Dynamics of the (spin-) Hall effect in topological insulators and graphene

TL;DR

This paper investigates how strong electric fields affect the (spin-) Hall effect in topological insulators and graphene, revealing quantization breakdown and a conductivity decrease proportional to 1/sqrt{E}.

Contribution

It provides a detailed analysis of the non-equilibrium dynamics of the (spin-) Hall effect under strong electric fields in topological materials.

Findings

Hall conductivity remains quantized under weak fields

Quantization breaks down at strong fields due to Landau-Zener transitions

Conductivity decreases as 1/sqrt{E} in strong electric fields

Abstract

A single two-dimensional Dirac cone with a mass gap produces a quantized (spin-) Hall step in the absence of magnetic field. What happens in strong electric fields?

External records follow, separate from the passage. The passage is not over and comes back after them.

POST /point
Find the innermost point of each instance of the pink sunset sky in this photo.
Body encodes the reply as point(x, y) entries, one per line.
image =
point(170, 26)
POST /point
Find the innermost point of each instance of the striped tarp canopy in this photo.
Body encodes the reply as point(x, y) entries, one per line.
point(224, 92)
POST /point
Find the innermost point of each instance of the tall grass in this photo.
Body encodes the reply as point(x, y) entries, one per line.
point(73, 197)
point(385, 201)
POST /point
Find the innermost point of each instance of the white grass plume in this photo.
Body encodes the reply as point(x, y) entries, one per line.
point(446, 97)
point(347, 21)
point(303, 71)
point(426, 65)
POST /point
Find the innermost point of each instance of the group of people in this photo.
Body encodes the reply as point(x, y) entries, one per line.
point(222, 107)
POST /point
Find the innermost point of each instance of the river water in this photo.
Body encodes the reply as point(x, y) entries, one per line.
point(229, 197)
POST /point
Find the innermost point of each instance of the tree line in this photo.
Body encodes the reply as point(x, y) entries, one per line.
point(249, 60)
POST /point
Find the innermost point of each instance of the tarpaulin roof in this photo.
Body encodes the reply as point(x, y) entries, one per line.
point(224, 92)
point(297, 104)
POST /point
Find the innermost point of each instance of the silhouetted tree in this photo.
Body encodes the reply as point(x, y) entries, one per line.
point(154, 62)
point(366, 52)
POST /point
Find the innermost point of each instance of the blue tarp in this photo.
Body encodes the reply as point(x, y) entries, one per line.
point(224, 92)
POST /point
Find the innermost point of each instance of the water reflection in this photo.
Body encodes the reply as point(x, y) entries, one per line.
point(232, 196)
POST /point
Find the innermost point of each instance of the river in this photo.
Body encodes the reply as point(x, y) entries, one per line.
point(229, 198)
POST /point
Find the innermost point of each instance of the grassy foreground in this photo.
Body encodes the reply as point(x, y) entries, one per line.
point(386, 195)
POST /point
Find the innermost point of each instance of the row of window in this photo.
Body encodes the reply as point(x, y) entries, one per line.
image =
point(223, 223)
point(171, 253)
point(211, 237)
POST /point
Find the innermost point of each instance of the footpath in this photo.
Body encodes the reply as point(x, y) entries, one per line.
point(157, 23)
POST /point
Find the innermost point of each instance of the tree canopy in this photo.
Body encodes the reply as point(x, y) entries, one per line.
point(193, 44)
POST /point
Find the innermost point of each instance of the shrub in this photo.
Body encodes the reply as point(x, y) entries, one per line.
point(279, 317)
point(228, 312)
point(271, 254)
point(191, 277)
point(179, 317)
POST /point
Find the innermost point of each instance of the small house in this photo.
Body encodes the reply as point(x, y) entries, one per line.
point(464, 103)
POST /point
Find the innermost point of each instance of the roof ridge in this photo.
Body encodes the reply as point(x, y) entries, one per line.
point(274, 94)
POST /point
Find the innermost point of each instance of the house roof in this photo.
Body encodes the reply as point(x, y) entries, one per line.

This question is investigated by analyzing time evolution and dynamics of the (spin-) Hall effect. After switching on a longitudinal electric field, a stationary Hall current is reached through damped oscillations. The Hall conductivity remains quantized as long as the electric field (E) is too weak to induce Landau-Zener transitions, but quantization breaks down for strong fields and the conductivity decreases as 1/sqrt{E}. These apply to the (spin-) Hall conductivity of graphene and the Hall and magnetoelectric response of topological insulators.